Cleanup Crew Showdown—Ultimate Winner
The last couple of weeks, we have looked at various species that can serve as tank janitors, or the cleanup crew, for bioactive terrariums. These microfauna devour waste and decaying matter in the terrarium or vivarium, and improve the health of the soil.
This week, we narrow the detritivores down to one ultimate winner.
First, here’s a review of the previous showdowns:
Week 1 — Isopods vs. Millipedes
Isopods are easily found in exotic pet stores and gardening stores, and they come in many different colors and sizes. Millipedes aren’t sold as widely, but they are also available in a few different species.
The week 1 winner: Isopods for their availability and variety.
Week 2 — Springtails vs. Earthworms
Springtails are small, unobtrusive, and breed quickly. They safely double as a food source for many reptiles and amphibians.

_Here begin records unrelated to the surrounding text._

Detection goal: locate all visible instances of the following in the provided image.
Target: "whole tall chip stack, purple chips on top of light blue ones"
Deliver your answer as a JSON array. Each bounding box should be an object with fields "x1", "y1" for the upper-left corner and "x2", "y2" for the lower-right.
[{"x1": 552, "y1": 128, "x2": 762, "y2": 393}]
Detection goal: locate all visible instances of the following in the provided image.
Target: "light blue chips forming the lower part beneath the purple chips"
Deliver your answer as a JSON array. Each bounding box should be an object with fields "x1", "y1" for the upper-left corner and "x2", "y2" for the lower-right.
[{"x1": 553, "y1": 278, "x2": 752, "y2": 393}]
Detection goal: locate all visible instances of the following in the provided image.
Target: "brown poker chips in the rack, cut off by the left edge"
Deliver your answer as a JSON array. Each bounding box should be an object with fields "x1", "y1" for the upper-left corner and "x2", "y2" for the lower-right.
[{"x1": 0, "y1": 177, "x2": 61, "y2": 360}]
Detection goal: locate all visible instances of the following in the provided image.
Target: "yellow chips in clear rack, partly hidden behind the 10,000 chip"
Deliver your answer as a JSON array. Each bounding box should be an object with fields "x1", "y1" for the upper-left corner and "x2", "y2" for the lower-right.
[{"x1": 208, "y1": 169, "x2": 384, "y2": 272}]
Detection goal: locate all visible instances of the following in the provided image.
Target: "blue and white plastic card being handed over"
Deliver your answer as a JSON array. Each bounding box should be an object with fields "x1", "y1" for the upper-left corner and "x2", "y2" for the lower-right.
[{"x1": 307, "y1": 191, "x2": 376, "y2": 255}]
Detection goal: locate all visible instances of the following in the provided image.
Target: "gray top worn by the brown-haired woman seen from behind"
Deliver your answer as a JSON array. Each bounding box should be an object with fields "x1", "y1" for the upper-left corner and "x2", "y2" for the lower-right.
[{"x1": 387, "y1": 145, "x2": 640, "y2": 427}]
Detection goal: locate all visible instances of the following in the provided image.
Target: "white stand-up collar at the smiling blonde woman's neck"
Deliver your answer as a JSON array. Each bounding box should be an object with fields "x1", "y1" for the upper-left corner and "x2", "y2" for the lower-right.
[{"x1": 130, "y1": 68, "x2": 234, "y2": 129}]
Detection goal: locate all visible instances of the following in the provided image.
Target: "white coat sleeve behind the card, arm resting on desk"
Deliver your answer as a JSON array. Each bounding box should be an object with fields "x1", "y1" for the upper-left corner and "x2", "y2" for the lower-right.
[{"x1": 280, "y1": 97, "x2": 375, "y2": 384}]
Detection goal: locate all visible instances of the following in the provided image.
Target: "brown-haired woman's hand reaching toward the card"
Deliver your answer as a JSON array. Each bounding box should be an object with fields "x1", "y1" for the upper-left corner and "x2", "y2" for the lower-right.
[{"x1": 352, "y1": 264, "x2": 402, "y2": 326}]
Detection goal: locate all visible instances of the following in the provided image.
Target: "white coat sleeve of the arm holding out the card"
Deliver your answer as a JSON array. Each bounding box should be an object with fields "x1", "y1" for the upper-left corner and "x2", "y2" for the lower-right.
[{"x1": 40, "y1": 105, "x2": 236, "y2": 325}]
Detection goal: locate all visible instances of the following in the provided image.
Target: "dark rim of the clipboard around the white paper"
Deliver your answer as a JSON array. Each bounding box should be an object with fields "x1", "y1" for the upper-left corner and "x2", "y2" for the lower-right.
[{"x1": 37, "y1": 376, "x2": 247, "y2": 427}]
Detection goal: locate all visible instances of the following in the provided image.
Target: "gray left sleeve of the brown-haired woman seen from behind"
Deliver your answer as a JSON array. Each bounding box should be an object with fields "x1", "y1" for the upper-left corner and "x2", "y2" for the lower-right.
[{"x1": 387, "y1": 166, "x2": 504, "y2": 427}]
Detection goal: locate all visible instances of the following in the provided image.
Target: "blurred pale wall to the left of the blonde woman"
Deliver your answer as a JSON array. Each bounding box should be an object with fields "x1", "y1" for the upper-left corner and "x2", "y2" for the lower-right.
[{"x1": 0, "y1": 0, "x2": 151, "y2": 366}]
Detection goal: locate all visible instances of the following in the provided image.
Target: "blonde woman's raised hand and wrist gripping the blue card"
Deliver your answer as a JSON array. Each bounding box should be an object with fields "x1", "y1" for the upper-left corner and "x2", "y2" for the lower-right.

Worms are excellent stealth custodians since they tend only to surface at night, but they make large burrows in the soil, which some find detracts from the aesthetic within glass terrarium walls.
Week 2 winner: Springtails for their versatility and easy breeding.
Ultimate cleanup crew winner
The overall winner among custodial microfauna is:
Filling your bioactive terrarium with isopods allows you to pick and choose which species you prefer. Each species is a different color and size from the others. In fact, here’s a helpful video you can watch to find out more about isopod varieties:
You can easily create a mixed-custodian tank with several different isopod species. Although springtails and isopods are pretty similar when it comes to care and waste consumption, springtails just aren’t as interesting.
If aesthetics aren’t as important to you, then springtails are also a solid choice. Millipedes and earthworms are less common custodian choices, but you can certainly mix a few in with your isopods or springtails.
Getting started with isopods
If you’re looking to start your own bioactive terrarium, we have an article with step-by-step details on breeding isopods. That way, once you have a starter colony, you don’t have to purchase more.
Plus, they’re fairly easy to take care of, with minimal food requirements. You can feed bits of food, or a specialized isopod food mix. And they don’t require a water dish—just a tank misting to keep the area humid.